On this first of what is sure to be many changes, Professor Carole Longson, Director of the Centre for Health Technology Evaluation at NICE, said, “It’s great to see that companies are engaging with our CDF reconsideration process in a constructive way, resulting in these positive recommendations. Patients with chronic myeloid leukaemia and lung cancer will now be reassured that these drugs are available for routine NHS use. This is good news. As these drugs move into routine budgets, CDF funding can be freed up for other new and innovative cancer treatments.”

Why the CDF didn’t work

First of all, the lack of clear criteria for how and when drugs should exit the fund placed it under unsustainable financial pressure. This was unsustainable and there was not enough communication between institutes. The annual budget for the CDF was increased from £200m in 2011/12 to £340m in 2015/16. Despite this, the CDF exceeded its allocated budget each year since 2013. Furthermore, even though two reprioritisation exercises were undertaken, the final outturn position for 2015/16 was £466m – a massive of overspend of £126m (37%). Following this, the independent Cancer Taskforce and the National Audit Office agreed that the CDF was not sustainable in its current form.

Public consultation

NHS England and NICE launched a full public consultation on proposals for reforming the CDF at the end of 2015. Subsequently, on 26th February 2016, the NHS England Board approved plans to establish the CDF as a new managed access scheme with clear entry and exit criteria.

The new objectives

  • to provide patients with faster access to the most promising new cancer treatments
  • to drive stronger value for money for taxpayers in drugs expenditure
  • to offer those pharmaceutical companies that are willing to price their products responsibly, a new fast-track route to NHS funding for the best and most promising drugs via an accelerated NICE appraisal process and a new CDF managed access scheme.

Scoring indications

Decisions will be based on the National Cancer Drugs Fund Prioritisation Tool in conjunction with an assessment of median drug cost per patient. This evaluation will be completed for each drug/indication under consideration and will result in an overall score based on a number of factors, including:

  • evidence of clinical benefit e.g. progression free survival (PFS) and overall survival (OS)
  • quality of life (QOL)
  • toxicity
  • unmet need
  • median drug cost per patient

“…the wheat from the chaff…”

Simon Stevens, Chief Executive of NHS England, said: “Over the next five years we’re likely to see many new cancer drugs coming on to the worldwide market – some of which will be major therapeutic breakthroughs, and some of which will turn out to offer little extra patient benefit but at enormous cost. The new Cancer Drugs Fund offers a route for sorting out the wheat from the chaff, so that patients in England get faster access to the genuinely most promising new treatments.”

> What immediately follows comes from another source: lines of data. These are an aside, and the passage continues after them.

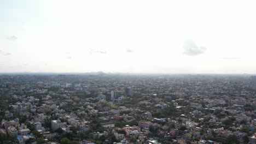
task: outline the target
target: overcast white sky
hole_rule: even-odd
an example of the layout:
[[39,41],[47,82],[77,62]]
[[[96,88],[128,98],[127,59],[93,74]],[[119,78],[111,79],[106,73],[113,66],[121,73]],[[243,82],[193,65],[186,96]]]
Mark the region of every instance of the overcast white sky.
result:
[[255,1],[0,1],[0,72],[256,74]]

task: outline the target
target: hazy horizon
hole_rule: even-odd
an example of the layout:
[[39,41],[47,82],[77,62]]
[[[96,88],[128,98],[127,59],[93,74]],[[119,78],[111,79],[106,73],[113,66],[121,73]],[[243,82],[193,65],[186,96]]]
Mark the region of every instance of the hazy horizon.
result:
[[0,73],[256,74],[253,1],[2,1]]

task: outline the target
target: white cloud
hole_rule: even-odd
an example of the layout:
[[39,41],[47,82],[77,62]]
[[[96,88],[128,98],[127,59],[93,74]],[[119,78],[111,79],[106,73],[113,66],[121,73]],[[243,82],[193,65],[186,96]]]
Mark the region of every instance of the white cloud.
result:
[[203,53],[206,50],[204,46],[199,46],[191,39],[185,40],[183,43],[183,49],[184,55],[188,56],[196,56]]

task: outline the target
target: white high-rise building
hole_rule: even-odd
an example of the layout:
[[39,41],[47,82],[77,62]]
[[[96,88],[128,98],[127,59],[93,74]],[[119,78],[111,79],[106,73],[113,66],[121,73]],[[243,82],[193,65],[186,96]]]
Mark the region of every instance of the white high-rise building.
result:
[[42,123],[40,122],[37,122],[34,123],[36,126],[36,130],[42,129]]
[[59,128],[62,127],[63,123],[60,120],[53,120],[51,122],[51,128],[53,130],[55,130]]

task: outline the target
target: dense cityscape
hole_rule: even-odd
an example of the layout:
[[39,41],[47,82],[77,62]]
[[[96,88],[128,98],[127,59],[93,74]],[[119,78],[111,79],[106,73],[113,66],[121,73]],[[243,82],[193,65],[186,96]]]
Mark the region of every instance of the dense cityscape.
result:
[[0,75],[1,143],[255,143],[249,75]]

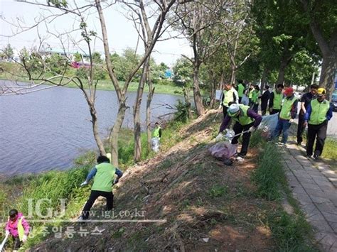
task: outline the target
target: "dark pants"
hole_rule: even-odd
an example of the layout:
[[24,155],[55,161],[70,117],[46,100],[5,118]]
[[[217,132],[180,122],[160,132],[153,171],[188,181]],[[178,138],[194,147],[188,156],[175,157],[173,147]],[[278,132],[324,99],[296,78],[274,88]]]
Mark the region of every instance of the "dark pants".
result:
[[304,114],[299,113],[299,125],[297,126],[297,144],[301,144],[303,141],[303,133],[306,129],[304,127]]
[[227,116],[227,109],[228,109],[228,107],[223,105],[223,118],[226,117]]
[[279,113],[280,111],[281,111],[281,109],[272,109],[272,112],[269,113],[269,114],[277,114],[277,113]]
[[95,201],[100,197],[104,197],[107,199],[107,211],[110,211],[112,209],[114,203],[114,195],[112,192],[103,192],[103,191],[95,191],[91,190],[90,196],[89,199],[85,203],[85,206],[82,210],[82,217],[83,219],[87,219],[89,217],[89,212],[90,211],[91,207],[95,203]]
[[262,112],[262,116],[264,116],[267,113],[267,106],[268,103],[261,102],[261,111]]
[[328,121],[319,125],[308,124],[308,141],[306,143],[306,154],[312,155],[314,142],[316,139],[315,155],[321,155],[324,147],[326,138],[326,130],[328,129]]
[[14,243],[14,250],[18,250],[20,247],[21,246],[21,242],[20,241],[20,238],[18,237],[13,237],[13,242]]
[[274,131],[274,133],[272,134],[272,138],[278,138],[279,135],[281,135],[281,132],[282,132],[282,142],[283,143],[286,143],[287,141],[288,140],[288,130],[289,129],[291,125],[291,124],[289,123],[289,120],[279,119],[275,130]]
[[[236,122],[235,124],[233,126],[233,131],[236,134],[241,133],[242,131],[247,131],[250,127],[254,125],[254,123],[250,124],[248,125],[242,126],[238,122]],[[248,151],[248,146],[250,145],[250,132],[245,133],[242,136],[242,146],[241,148],[241,152],[239,153],[240,155],[245,156],[246,155]],[[234,138],[232,139],[232,144],[237,144],[240,136],[235,136]]]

Professor Paul Workman, Chief Executive of The Institute of Cancer Research, London said “It does make sense for the Cancer Drugs Fund to pay for new drugs only after a provisional green light from NICE, to avoid duplicating the processes for deciding whether drugs should be made available on the NHS.”

But with the fund in jeopardy, what does this mean for cancer patients? 

“The Cancer Drugs Fund has improved access to vital medicines for thousands of bowel cancer patients many of whom wouldn’t be alive today if they hadn’t had the treatment,” said charity chief executive Mark Flannagan.

“Without it we fear patients’ lives will be put at risk. We simply can’t go backwards to a time when cancer patients had to beg for life-extending treatment.”